Wrong - that son of a bitch! First it starts with some family who has had everything go wrong but their dog being killed by a random act of violence. I mean, these people have diseases, missing parents, arms and legs that don't work - you name it, they've got it wrong with them. So you meet the family (that is close to death, had a death in the family, smells like death or just love one another to death) through a video at the start of the show. Now all the carpenters and designers are already a mess in their RV watching the video. They're crying their Max Factor off and checking to make sure that their key light is hitting them right all at the same time. They're crying so of course, I'm crying. Then you actually meet the family and as they come out of their hovel (soon to be a mansion that they won't even be able to afford the upkeep on the asinine foutain with the fish in it that the designers call a "water feature" in the backyard next to the cabana and Olympic sized pool) the family is crying, designers and carpenters crying and I'm crying again. There's more crying on the damn show than there is on a Spanish Novella on Telemundo! (At least on a Novella, I don't know what they're saying so it makes me a little less likely to cry.) The family goes on vacation while the designers preen for the camera and give you several angles to watch them cry in good light and every room of the house during the hour long show. I don't know how anything gets measured straight for all the crying. There's so much God damned crying that you need a gallon of water to replenish yourself from the dehydration!! So, I was in - it's on Tivo and I'm watching it every week and Michael is shaking his head at me every week.

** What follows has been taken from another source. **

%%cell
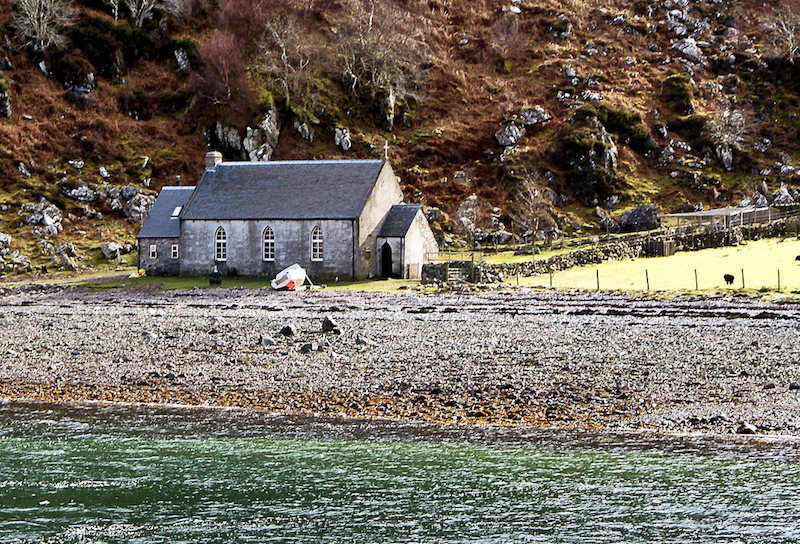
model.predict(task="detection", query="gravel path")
[0,286,800,436]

And then they do it - they make the show two hours instead of one hour. That was it! I had to draw the line - two hours of women crying, men crying, babies crying, animals crying and me crying - it's enough already. It had finally gotten to the point of being cheap sentiment - they film, edit and re-edit the show with one purpose in mind, a weekly cryapalooza!!

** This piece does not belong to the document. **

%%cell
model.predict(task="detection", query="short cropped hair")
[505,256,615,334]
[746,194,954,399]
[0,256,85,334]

I don't care that Jimmy's going to finally be able to work out in his new endless pool after his debilitating injury from serving in the war while feeding people at a homeless shelter in Iraq and giving mouth to mouth to several stray dogs. I appreciate people wanting to help people, what I do not appreciate is Ty Fucking Pennington in his fucked up (even though a stylist spent 14 hours making sure it looked messy but not a mess) hair and his band of merry mashuggahs that have to prick themselves with a pin to cry at this point, exploiting the situation. Oh they help the people but only if the people who can barely stand are standing on the right side of them so Ty can look his best on camera. I've become almost numb to human suffering at the hands of the cast, director and editors of this show and so they've been removed from my Sunday night line up on my Tivo.
And let me just say tear ducts will be a little drier this season...I detest cheap sentiment and Ty and his gang are as cheap as they come - Don't Get Me Started!!